Share your dilemmas and get honest opinions from other Mumsnetters.

Because I didn't have a go at this woman?

211 replies

BupcakesandCunting · 08/09/2011 14:36

On the bus just with my 4 year old. He likes to sit on those "high-up" seats behind the driver's cabin because he can see out of the window properly. The bus was pretty much empty so he sat himself in one of these two seats and I sat in the first "normal" seat after his seat.

About four stops later, two women get on the bus. One is about sixty-five, the other looks slightly younger. The elder of the two sat on the other high up seat next to my son, then her friend said to him "Can I ask you to move onto another seat please?" He looked a bit startled but got up and moved... then promptly burst out crying (probably tired as first week at school!) He didn't know why the woman had made him move from his seat and it really upset him. I thought she might have acknowledged me since she made my son move from his seat for some reason that I can't work out (these seats aren't disabled seats or designated for other passengers and since the bus was empty, the two women could have still sat together, just on another pair of seats)

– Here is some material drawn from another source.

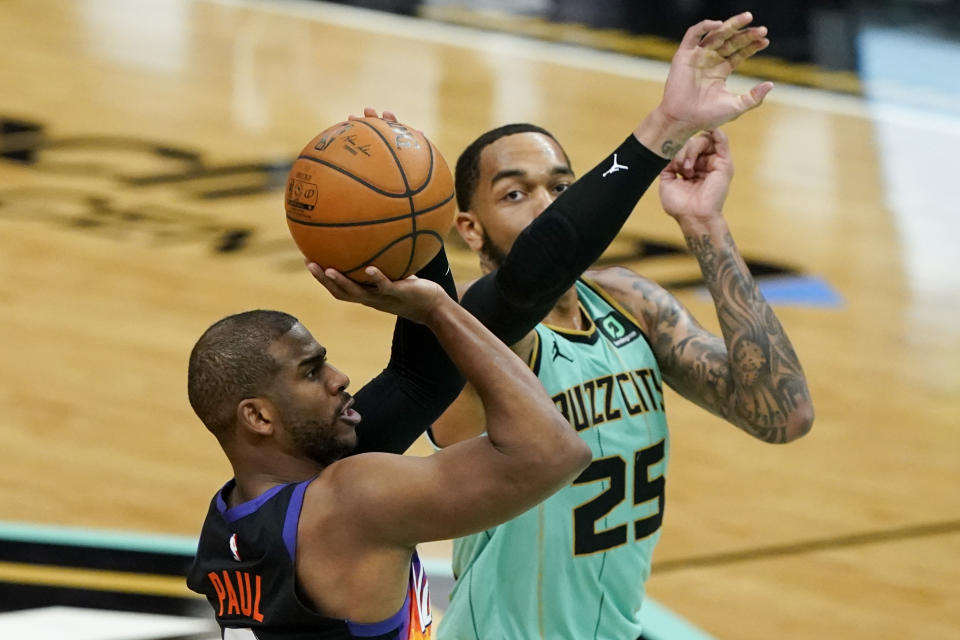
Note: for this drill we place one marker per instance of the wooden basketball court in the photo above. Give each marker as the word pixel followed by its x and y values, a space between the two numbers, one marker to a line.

My boy cried all the way home, the lady sat behind me made eye contact with me and told me that I shouldn't have let her dictate to my son about seating. Blush DS has been asking why I let the lady be rude to him and why she was allowed to take his seat. I would use the paying child versus non-paying child argument but she had a bus pass, or the infirm and elderly argument (needing seat closer to door) but she was very able-bodied (had rambling clothes on and a huge rucksack)

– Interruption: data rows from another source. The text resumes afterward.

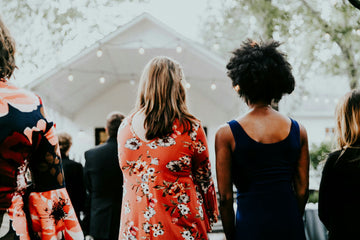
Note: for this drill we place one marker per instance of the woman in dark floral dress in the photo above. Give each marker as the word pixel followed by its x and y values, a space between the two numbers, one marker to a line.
pixel 34 203
pixel 168 189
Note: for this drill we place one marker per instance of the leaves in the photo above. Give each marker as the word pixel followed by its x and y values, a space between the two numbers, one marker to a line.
pixel 52 31
pixel 314 33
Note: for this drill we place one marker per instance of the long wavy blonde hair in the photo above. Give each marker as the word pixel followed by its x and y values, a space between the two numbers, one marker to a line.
pixel 348 119
pixel 162 97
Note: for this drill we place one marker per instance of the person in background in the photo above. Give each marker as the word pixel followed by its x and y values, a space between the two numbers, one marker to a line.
pixel 263 153
pixel 73 173
pixel 104 180
pixel 164 157
pixel 34 202
pixel 339 195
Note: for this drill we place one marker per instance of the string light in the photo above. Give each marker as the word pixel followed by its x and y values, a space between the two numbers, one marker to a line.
pixel 141 51
pixel 216 46
pixel 99 53
pixel 102 79
pixel 178 49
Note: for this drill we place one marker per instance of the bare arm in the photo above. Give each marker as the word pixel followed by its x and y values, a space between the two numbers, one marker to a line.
pixel 301 178
pixel 223 151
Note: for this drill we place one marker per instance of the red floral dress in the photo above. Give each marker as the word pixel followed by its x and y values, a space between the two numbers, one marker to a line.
pixel 168 189
pixel 32 189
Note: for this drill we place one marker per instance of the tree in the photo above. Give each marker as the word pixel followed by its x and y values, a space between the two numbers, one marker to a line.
pixel 51 31
pixel 319 36
pixel 355 3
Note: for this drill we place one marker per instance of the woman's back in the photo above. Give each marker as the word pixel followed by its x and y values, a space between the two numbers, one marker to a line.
pixel 339 199
pixel 263 171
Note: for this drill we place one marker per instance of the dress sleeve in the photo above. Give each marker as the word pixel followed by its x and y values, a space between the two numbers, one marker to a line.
pixel 49 210
pixel 201 169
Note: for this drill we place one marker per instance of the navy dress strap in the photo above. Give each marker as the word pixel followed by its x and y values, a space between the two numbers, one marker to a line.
pixel 236 130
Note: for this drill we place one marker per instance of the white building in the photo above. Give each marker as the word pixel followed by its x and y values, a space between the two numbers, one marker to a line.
pixel 80 92
pixel 104 77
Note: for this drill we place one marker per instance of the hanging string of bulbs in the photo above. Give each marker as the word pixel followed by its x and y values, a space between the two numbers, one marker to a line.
pixel 141 50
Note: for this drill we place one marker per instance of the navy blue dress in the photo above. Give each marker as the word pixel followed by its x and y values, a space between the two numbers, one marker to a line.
pixel 263 173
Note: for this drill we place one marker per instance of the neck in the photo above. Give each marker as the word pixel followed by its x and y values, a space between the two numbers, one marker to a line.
pixel 260 106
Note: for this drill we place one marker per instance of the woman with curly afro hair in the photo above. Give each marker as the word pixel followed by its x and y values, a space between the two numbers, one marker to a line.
pixel 263 153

Should I have stuck up for my son and let him stay sat there? He's really cross about it! He's not a brat btw, I would just imagine being sat staring out of a window minding your own then told to leave your seat is a bit weird when you're four!

OP posts:
usualsuspect · 08/09/2011 14:53

Ooooooh a bus thread ...

were you breastfeeding? did you have a big buggy?

BupcakesandCunting · 08/09/2011 14:53

"Can I ask you to move onto another seat please?"

That's not rude.

To you, or to I, no it isn't. But to a four year old, it probably seems it. No perspective. He can't express himself the way that you or I would because of limited vocabulary and what-not so he says that he thought it was "rude". The way that he thinks I am being rude if I say no biscuits before dinner etc etc.

OP posts:
messymammy · 08/09/2011 14:55

Your 4yo son thinks no biscuits before dinner is rude? Hmm

BupcakesandCunting · 08/09/2011 14:55

I wasn't breastfeeding and my son doesn't need a buggy. But I did have my right boob out and have my huge Graco travel system with me anyway. Just because I like to rile people on buses. I also had N-Dubz pumping out of my tinny iPod speakers. Wink

OP posts:
bemybebe · 08/09/2011 14:56

"Are we only allowed to post about life-threatening, earth-shattering problems these days?"

Not at all. But the tone of your OP gives this trivial episode "life-threatening, earth-shattering" status. I hope you and your ds will recover.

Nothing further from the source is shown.